Her passion for environment conservation intensified as she joined high school.

“I joined Kangubiri High School and revived the Environmental Club while I was in Form One. We grew trees in a portion of land we were assigned by the school,” Liz says.

The tree still lives to date and provides shade to the girls.

 
 
 
 

She says as the patron of the club they also measured the amount of rainfall in the school's weather station and sent the results to the meteorological headquarters in Dagoretti.

'MISSED CAMPUS ENTRY'

What would the average Kenyan do if they missed campus entry? Give up perhaps.

“I was tempted to do the same but I did not,” Liz says.

Elizabeth Wathuti training students in Broadways highschool in 2018
Elizabeth Wathuti training students in Broadways highschool in 2018
Image: COURTESY

She instead repeated her Form Four to get good marks that would enable her to join the university and do her dream environmental course through the Joint Admissions Board.

“My mum couldn't raise money for the parallel program, and I wanted to do my dream course so I repeated Form Four in the same high school and scooped a B Grade,” she says.

With the B she joined Kenyatta University and recently graduated with a Bachelor’s degree in Environmental Studies and Community Development.

She served in the leadership of the Kenyatta University Environmental Club (KUNEC) for three consecutive years.

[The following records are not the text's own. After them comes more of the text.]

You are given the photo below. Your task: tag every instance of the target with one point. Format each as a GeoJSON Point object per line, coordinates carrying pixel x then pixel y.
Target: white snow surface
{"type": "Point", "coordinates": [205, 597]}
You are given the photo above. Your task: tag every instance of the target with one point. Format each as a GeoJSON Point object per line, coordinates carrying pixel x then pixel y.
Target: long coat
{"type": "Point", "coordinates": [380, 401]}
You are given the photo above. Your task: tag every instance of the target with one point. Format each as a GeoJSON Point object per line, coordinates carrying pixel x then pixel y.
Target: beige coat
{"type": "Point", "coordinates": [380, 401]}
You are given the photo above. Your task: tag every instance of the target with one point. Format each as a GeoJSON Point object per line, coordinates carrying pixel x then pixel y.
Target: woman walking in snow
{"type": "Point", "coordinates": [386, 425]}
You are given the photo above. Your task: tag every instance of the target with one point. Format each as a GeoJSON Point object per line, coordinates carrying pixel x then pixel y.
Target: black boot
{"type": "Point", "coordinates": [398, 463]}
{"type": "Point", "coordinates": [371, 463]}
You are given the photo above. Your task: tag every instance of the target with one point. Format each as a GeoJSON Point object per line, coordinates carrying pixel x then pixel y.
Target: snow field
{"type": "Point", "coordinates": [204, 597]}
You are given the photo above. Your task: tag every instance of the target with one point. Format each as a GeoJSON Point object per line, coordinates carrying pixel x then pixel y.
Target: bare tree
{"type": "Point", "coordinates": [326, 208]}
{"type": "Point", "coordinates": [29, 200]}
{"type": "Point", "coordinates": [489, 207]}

“Through these experiences, I was able to conduct numerous tree planting activities such as clean ups and environmental education activities, all while increasing awareness of global environmental challenges like climate change,” Liz added.

Elizabeth Wathuta speaking at a seminar in Spain
Elizabeth Wathuta speaking at a seminar in Spain
Image: COURTESY

She also visited schools talking to pupils on the importance of conserving our environment and planting trees.

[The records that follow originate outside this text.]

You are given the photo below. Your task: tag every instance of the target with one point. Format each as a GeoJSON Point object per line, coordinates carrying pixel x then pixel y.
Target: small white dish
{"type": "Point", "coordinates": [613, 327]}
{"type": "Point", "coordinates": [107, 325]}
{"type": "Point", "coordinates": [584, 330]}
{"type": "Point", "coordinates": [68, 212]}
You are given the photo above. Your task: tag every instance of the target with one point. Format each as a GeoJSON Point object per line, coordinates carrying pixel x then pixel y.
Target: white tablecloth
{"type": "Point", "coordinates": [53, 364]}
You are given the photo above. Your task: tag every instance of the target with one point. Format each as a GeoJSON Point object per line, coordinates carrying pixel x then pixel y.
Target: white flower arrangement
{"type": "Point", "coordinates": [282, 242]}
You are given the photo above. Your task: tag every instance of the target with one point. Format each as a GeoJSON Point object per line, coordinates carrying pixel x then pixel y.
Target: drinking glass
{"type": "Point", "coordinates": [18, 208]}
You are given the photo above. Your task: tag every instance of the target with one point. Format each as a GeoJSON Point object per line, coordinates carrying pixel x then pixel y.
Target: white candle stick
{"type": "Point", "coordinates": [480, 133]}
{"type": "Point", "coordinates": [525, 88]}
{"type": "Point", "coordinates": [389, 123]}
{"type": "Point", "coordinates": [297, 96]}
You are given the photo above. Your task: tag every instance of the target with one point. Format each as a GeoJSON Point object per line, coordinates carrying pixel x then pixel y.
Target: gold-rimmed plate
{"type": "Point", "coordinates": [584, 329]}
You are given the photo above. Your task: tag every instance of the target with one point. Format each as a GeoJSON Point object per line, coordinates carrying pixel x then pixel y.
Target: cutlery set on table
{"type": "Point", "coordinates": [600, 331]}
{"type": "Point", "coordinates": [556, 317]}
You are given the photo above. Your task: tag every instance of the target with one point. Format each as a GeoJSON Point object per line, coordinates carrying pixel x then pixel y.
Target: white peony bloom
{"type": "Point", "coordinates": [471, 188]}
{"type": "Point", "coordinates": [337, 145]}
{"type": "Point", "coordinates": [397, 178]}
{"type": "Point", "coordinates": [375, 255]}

'Role model Wangari Maathai'

She says she was greatly inspired by Wangari Maathai who also hailed from her home county in Tetu.

“My parents always asked me to study hard so that I may meet and plant trees with Wangari Maathai,” Liz adds.

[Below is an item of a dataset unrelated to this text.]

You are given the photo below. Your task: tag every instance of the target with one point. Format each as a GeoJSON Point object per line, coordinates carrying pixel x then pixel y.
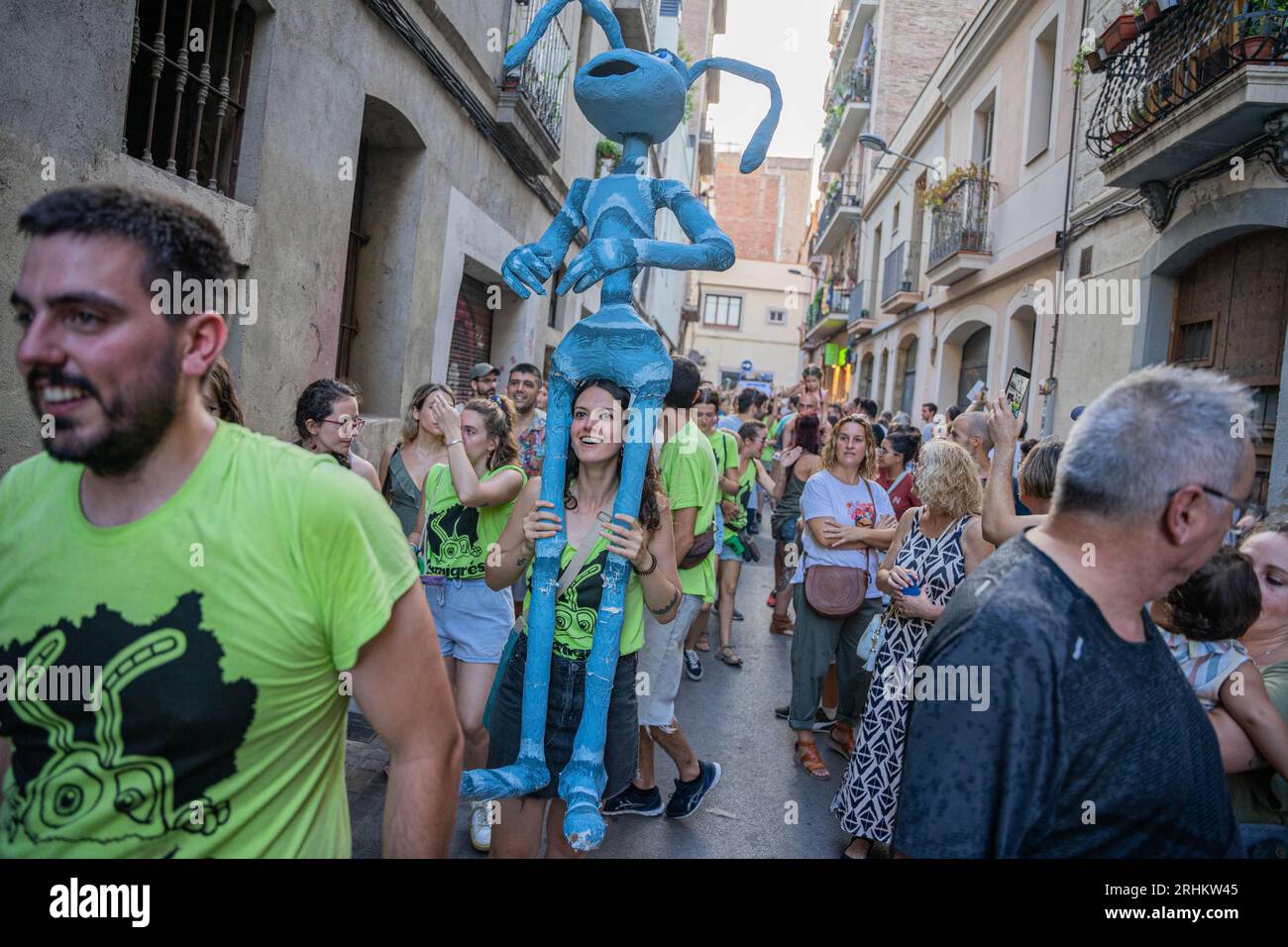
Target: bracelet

Unfortunately, that dream did not come to pass as the Nobel laureate passed on in 2011.

“I was shattered, all my life I worked really hard in school to get to meet her,” Liz says.

'Book of hope'

Through Wangari Maathai's book Unbowed her passion was restored.

The book talks of Maathai’s remarkable story of courage, faith, and the power of persistence destined to inspire generations to come, through preserving Kenya's forests.

“I read the book, got inspired and said the legacy must leave on. If it were not for Wangari there would be no Karura,” she says.

'Efforts recognised in 2016'

Her passion and commitment to the environment were recognised by the Greenbelt Movement, Kenya Community Development Foundation and the Rockefeller Foundation.

She was awarded the fourth recipient of the Wangari Maathai Scholarship Award. 

She says the award played a big role in exposing her to international events.

Elizabeth Wathuti teaching primary school pupils how to grow trees
Elizabeth Wathuti teaching primary school pupils how to grow trees
Image: COURTESY

She attended an international seminar on sustainable regions in Gran Canaria, Spain courtesy of the award.

Through the funding from the scholarship, she established a tree seedling nursery in Tetu and founded the Green Generation Initiative.

'Bringing GGI to life'

She says the main aim of the Green Generation Initiative is to address global environmental challenges that she has identified with since she was a child like deforestation, pollution and environmental injustices.

"I often used to think to myself ‘Why not nurture and raise more young people to be conscious of the environment so that their collective action will help to address global environmental challenges?"

She is dedicated in teaching generations  on the importance of environment.